Княгиня покорно последовала за ним, но возле выброшенной Фройнштаг обоймы остановилась, подобрала ее и, вернувшись к ограде, швырнула к ногам унтерштурмфюрера.
— Возьмите, Фройнштаг. После казармы смертников один из этих патронов поможет вам привести свои патологические страсти в соответствие с принципами вашей не вполне сформировавшейся морали.
«Фройнштаг, нужно отдать ей должное, в таких ситуациях все же предпочитает разить холостыми, — окончательно утвердился Скорцени в достоинстве германок перед итальянками. — Этой же чувство жалости неведомо, дьявол меня расстреляй…»
— Признательна за совет, княгиня. В следующий раз я постараюсь более рационально распорядиться всей обоймой. Вы и так непозволительно долго пользуетесь ничтожеством холостой пальбы. Вспомните хотя бы виллу Кардьяни. — Фройнштаг проговорила все это незло, но с приличествующей случаю язвительностью.

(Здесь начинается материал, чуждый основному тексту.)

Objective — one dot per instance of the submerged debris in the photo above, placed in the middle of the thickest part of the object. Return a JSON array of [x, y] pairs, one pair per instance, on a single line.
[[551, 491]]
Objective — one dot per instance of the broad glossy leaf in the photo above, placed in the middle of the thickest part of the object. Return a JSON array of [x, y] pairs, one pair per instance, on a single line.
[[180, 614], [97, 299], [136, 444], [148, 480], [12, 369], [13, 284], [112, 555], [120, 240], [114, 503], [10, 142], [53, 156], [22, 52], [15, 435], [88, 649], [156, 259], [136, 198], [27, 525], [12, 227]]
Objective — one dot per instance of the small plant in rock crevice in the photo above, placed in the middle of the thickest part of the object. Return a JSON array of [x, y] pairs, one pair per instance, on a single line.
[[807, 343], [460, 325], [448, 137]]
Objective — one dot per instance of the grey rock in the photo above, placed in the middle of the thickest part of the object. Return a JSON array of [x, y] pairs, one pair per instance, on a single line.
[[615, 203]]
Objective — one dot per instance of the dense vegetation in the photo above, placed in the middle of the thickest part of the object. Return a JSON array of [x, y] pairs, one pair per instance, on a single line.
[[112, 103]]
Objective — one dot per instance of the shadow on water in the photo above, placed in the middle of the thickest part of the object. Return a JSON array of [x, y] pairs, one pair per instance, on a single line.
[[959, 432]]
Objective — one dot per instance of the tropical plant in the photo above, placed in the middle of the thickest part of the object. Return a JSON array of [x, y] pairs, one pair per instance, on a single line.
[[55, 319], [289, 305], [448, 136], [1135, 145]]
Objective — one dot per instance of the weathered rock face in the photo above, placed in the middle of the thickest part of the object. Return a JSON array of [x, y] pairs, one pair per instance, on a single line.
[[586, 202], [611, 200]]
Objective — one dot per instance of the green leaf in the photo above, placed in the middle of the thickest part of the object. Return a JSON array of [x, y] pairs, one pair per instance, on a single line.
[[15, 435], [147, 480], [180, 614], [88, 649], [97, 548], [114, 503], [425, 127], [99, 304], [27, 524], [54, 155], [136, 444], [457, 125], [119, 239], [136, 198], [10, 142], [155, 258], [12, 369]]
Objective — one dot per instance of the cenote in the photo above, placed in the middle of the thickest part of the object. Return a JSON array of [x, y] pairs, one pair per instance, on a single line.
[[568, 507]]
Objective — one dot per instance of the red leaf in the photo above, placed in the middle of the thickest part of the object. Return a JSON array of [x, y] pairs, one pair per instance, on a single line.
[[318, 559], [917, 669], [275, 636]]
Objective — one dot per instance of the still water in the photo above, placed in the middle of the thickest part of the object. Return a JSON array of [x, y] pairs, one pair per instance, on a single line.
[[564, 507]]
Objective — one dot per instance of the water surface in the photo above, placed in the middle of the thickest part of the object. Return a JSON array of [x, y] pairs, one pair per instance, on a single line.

— Ничего не поделаешь, Фройнштаг, я действительно пока что предпочитаю иметь дело с холостыми.
25
«Как же он стар! — брезгливо окинул взглядом сухопарую сутулую фигуру фельдмаршала Рундштедта фюрер. — Могу ли я выигрывать сражения, полагаясь на опыт подобных старцев, пусть даже согбенных в боях?»
— Рундштедт, вы только что оттуда… Мы доверяем вашему опыту и вашей интуиции. Мне известно, что у вас неплохая фронтовая разведка. Уверены ли вы, что в ближайшее время нам следует ожидать высадки? Если да, то когда и где это может произойти?
Уводя фельдмаршала по дорожке небольшого парка, Гитлер краем глаза заметил Еву Браун. Она вышла вслед за ними, но остановилась на лестнице, чего-то выжидая. Только что отшумел последний майский дождь. Рыхловатая каменистая почва Торы Оберзальцберг, на вершине которой располагалась ставка «Берг-хоф», жадно впитывала в себя тонкие, цвета серовато-молочной жидкости ручейки. Отмытые от высокогорной пыли стебли травы на аккуратно выкошенных газонах искрились под оживающим солнцем мириадами миниатюрных радуг. Адольф почувствовал, что, воспринимая эту красоту, Ева смотрит ему вслед с упреком ребенка, которому пообещали показать сказочные уголки этой горной страны, но, обманув, не взяли с собой.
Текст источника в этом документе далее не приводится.